NAME
WWW::Agent::Plugins::Director - plugin for controlling an agent
SYNOPSIS
use WWW::Agent;
use WWW::Agent::Plugins::Director;
my $a = new WWW::Agent (plugins => [
...,
new WWW::Agent::Plugins::Director,
....
]);
# do it manually (consider to use WWW::Agent::Zombie)
use POE;
POE::Kernel->post ( 'agent', 'director_execute', 'zombie', $weezl );
$a->run;
DESCRIPTION
This plugin for WWW::Agent allows to send the agent a script, written in WeeZL. That can direct the agent to visit particular pages, assert that the URL is what you expect, wait for some time, check for text in the page, fill out forms and automatically click on URLs.
The language also allows to define functional blocks which are executed whenever a specified URL is visited.
Requisites
If you use this plugin then you must make sure that also WWW::Agent::Plugins::Focus is loaded first.

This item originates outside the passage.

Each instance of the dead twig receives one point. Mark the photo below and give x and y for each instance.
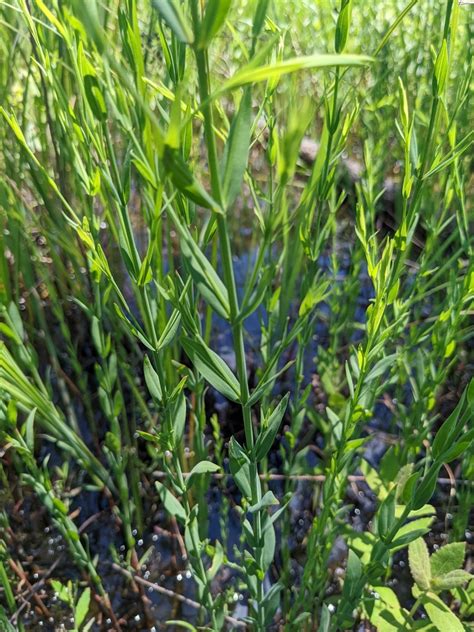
(171, 594)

Web Zombie Language (WeeZL)
The Web Zombie Language, pronounced weezle, specifies the behaviour of a virtual web user. It also allows to define assertions and conditions to be checked at certain times. The former can be used for testing web sites, the latter to trigger customized actions.
WeeZL is for most of its part a procedural language, so commands are executed in sequential order, as given in the text.
Comments
WeeZL can contain comments, similar to Perl these start with a hash sign (#) and reach until the end of the same line.
Actions
Actions are the primitives which can be executed. As such, they can fail and doing so, an internal exception is raised. This is not fatal to the process as actions can be combined such that one failure can be compensated by another action.
The agent is also using the concept of a focus: At any page, the browser can be asked to focus on a particular subelement (interpreting the HTML as an decent XML document). The focus can be narrowed down. After every statement, though, the focus is reset to the whole page.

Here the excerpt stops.